In an age that recognizes gender equality more than ever, it raises implications in the business world, particularly women as business owners and entrepreneurs alike. Regardless, what makes an entrepreneur boils down to skill set and experience. But for today, let’s zoom in on women-led businesses and how they are as tough as anyone in the industry.
As evidenced by a 2019 report, female-led businesses were more profitable and better in performance than those of male-led ones. The economic benefits were found to total up to $1.8 billion globally. On a similar note, according to American Express’s 2019 State of Women-Owned Business Report, 42% of all businesses in the country were women-owned, providing jobs to 9.4 million people and generating $1.9 trillion in revenue.
Despite the lack of support for businesswomen, a report by the Inter-American Development Bank showed that even if Latin America received up to 50% less investment, women-owned businesses could still achieve revenues up to 20% higher than their male cohorts. Where there’s a will, there is a way, as they say.
Take note that these studies were conducted before the outbreak of COVID-19.
Woman-Owned Businesses Today
Ever since the pandemic started, women’s businesses have suffered. That goes for most businesses today. In one report by the US Chamber of Commerce, women-owned small businesses reported to be less optimistic in their revenue, investment plans, and hiring plans than male-owned small businesses.

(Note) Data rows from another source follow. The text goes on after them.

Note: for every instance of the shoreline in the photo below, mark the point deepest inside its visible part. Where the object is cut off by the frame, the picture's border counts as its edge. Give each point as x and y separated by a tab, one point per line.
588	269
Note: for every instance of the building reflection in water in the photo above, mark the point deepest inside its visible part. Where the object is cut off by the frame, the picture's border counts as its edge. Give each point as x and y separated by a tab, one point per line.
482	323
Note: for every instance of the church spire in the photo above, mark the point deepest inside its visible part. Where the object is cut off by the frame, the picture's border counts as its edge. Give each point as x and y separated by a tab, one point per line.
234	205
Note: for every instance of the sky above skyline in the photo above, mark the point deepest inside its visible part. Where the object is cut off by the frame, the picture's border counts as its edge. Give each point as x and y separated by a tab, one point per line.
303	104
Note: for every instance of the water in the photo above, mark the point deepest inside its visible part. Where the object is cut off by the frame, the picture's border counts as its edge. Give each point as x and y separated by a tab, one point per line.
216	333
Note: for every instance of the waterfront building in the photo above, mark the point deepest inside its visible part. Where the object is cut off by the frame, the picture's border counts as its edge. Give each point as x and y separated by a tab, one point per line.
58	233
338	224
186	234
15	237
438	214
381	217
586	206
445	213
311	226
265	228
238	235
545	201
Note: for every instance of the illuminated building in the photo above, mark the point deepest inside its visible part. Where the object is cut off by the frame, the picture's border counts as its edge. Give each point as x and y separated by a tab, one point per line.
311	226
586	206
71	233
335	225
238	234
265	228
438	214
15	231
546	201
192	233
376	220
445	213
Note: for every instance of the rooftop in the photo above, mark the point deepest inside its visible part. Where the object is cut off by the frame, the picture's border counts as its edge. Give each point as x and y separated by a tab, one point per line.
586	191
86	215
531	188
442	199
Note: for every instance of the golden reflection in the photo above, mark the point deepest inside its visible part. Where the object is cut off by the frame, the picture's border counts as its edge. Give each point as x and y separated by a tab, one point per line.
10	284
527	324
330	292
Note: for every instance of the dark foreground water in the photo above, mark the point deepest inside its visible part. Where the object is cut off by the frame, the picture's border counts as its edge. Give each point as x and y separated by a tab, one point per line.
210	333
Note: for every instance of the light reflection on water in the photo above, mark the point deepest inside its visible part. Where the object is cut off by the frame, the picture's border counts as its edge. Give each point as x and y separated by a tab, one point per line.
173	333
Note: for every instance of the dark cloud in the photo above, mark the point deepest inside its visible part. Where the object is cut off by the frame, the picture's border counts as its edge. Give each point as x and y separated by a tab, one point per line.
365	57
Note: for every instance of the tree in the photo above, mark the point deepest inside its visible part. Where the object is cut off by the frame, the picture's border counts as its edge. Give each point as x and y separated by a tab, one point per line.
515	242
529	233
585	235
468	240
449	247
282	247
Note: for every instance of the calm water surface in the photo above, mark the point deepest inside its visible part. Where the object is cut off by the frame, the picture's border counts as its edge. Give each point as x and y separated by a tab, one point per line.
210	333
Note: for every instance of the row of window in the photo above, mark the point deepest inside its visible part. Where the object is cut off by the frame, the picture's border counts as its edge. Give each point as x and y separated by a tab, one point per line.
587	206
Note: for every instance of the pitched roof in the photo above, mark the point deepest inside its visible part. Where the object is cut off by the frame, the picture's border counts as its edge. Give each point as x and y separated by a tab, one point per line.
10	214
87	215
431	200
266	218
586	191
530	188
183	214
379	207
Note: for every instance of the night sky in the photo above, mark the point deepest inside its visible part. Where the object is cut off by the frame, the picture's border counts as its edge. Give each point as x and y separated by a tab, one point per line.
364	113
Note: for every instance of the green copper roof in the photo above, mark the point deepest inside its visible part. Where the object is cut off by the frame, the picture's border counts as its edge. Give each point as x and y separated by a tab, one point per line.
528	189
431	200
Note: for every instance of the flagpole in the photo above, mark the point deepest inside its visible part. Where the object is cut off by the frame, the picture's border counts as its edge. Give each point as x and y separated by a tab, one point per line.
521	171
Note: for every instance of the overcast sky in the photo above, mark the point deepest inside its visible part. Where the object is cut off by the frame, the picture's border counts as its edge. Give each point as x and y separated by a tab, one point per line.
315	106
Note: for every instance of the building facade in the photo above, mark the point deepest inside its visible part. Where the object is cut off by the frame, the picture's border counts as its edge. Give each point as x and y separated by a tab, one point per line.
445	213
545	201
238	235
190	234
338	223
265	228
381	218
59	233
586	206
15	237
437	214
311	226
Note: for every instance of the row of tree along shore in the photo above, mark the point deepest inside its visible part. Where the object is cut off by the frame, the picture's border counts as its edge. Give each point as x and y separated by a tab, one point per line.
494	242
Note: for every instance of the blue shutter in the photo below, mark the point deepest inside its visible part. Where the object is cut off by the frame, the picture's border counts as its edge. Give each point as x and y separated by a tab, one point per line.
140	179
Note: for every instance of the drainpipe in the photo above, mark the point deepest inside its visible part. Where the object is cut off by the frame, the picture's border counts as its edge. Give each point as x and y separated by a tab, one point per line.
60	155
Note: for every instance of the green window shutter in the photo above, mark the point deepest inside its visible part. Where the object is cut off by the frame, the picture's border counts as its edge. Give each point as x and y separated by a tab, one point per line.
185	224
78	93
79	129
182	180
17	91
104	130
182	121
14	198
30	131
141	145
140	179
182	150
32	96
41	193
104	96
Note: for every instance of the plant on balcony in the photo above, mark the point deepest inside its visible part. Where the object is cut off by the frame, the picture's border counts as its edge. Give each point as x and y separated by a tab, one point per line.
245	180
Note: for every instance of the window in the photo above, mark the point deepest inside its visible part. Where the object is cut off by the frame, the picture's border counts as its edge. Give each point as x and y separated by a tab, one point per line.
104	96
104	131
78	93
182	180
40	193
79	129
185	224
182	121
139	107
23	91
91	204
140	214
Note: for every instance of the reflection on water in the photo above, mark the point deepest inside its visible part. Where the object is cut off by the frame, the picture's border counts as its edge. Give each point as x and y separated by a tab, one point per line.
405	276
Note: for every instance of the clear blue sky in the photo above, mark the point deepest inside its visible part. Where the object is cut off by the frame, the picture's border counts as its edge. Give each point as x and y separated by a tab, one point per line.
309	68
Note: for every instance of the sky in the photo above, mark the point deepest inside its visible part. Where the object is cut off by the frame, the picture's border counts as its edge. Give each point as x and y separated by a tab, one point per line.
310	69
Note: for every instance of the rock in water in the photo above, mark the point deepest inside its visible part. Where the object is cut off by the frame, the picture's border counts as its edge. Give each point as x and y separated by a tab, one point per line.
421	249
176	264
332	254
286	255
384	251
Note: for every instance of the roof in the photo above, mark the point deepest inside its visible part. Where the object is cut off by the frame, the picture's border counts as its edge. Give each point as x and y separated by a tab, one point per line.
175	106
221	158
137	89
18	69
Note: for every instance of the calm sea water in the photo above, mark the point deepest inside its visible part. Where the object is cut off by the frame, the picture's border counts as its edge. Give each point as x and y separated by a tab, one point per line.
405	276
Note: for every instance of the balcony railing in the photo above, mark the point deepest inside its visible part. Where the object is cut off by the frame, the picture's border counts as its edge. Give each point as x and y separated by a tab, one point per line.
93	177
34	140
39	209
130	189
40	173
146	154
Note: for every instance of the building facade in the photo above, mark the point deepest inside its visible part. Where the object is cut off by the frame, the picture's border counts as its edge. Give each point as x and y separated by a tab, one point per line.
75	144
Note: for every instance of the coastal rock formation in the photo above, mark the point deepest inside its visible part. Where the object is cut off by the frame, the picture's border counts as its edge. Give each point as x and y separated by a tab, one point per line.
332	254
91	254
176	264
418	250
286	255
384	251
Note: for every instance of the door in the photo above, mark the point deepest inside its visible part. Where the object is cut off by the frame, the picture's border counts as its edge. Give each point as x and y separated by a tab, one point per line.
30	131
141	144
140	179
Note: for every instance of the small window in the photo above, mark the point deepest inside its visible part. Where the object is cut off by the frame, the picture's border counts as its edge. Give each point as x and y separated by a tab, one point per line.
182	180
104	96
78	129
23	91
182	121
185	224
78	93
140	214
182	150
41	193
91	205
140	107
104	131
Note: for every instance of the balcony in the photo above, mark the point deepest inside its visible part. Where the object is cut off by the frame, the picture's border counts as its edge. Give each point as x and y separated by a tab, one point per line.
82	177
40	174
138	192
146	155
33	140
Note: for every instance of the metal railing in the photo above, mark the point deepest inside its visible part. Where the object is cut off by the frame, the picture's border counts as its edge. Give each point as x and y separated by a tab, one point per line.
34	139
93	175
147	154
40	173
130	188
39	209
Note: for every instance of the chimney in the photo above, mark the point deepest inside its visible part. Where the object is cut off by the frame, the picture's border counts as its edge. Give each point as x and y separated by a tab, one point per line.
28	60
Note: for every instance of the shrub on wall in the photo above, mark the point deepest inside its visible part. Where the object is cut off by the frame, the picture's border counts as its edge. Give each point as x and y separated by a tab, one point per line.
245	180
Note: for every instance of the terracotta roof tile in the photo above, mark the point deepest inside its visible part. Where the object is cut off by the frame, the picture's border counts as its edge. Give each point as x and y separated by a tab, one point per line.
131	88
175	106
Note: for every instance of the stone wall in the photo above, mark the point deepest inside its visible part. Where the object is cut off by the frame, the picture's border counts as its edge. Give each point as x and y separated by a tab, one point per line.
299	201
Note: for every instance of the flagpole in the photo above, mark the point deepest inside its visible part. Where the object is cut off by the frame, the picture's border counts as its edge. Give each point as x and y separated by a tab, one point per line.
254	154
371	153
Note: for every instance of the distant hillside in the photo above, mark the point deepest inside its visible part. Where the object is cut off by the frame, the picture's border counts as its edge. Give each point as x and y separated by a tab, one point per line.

Every business owner has their share of struggles. Surely, you have yours too. Women entrepreneurs already face significant challenges such as a lack of funding, a lack of confidence, and market saturation. Additionally, there is the issue of imposter syndrome many women in business feel. Work-family conflicts and socialized roles may contribute to the lack of confidence women entrepreneurs feel in operating their businesses. Despite these cards, people are breaking the mold, and a rise of women entrepreneurs was born.
Many groups and initiatives have been started to break down these barriers. They have provided opportunities to women-led businesses that cater to the losses incurred during these times.
How Women Entrepreneurs Can Make It Through COVID
The US Chamber of Commerce suggests significant steps for women-owned businesses to survive the effects of the pandemic. For starters, have your business certified as a woman-owned small business (W.O.S.B.). This will qualify your business for special federal contracts not available to others. In addition, if you meet the economic requirements, you can also get a certification for economically disadvantaged woman-owned small businesses (E.D.W.O.S.B.).
Familiarize yourself with which service providers respect the Coronavirus Aid Relief and Economic Security Act, or CARES Act. This aids disadvantaged businesses, including those owned by women, because of the pandemic. Lastly, consider joining women’s entrepreneurial groups for support not just during this pandemic but other times of crisis in the future too. It’s a great way to create a network while having a support group.
Another thing worth considering is coming up with strategies to bolster your business through online channels. This doesn’t necessarily require outside help or a third party; it’s something you can initiate yourself.
Despite the availability of the vaccine and businesses operating again, nothing spreads the word better than social media. In fact, this is one of the main tools many small businesses have been using to help keep themselves afloat.
Many have been utilizing Facebook and TikTok in their marketing campaigns while keeping their websites mobile-friendly to facilitate user experience. A great web design and engagement in social media platforms will help your business grow. To add, the right strategies can help you reach your target audience, which will eventually translate to higher revenue.
The bottom line is you have a knack for business. You could have “untapped” potential that’s demonstrated and will continue to demonstrate their contribution to the economy, most especially after the pandemic. Although the data presented were observations made before the pandemic, it still poses an important implication: women can do it too. It’s important to be equipped with the right tools, know your resources, and make opportunities despite the pandemic. This might be the key to remedying the economy post-COVID.
No matter what business one is running, there will always be roadblocks ahead. The pandemic sure is a unique one. This universal struggle has proven itself to be one everyone has learned from one way or another. If anything, it’s taught many business owners to be resourceful, resilient, and effective despite the circumstances. To this day, it’s still teaching us this.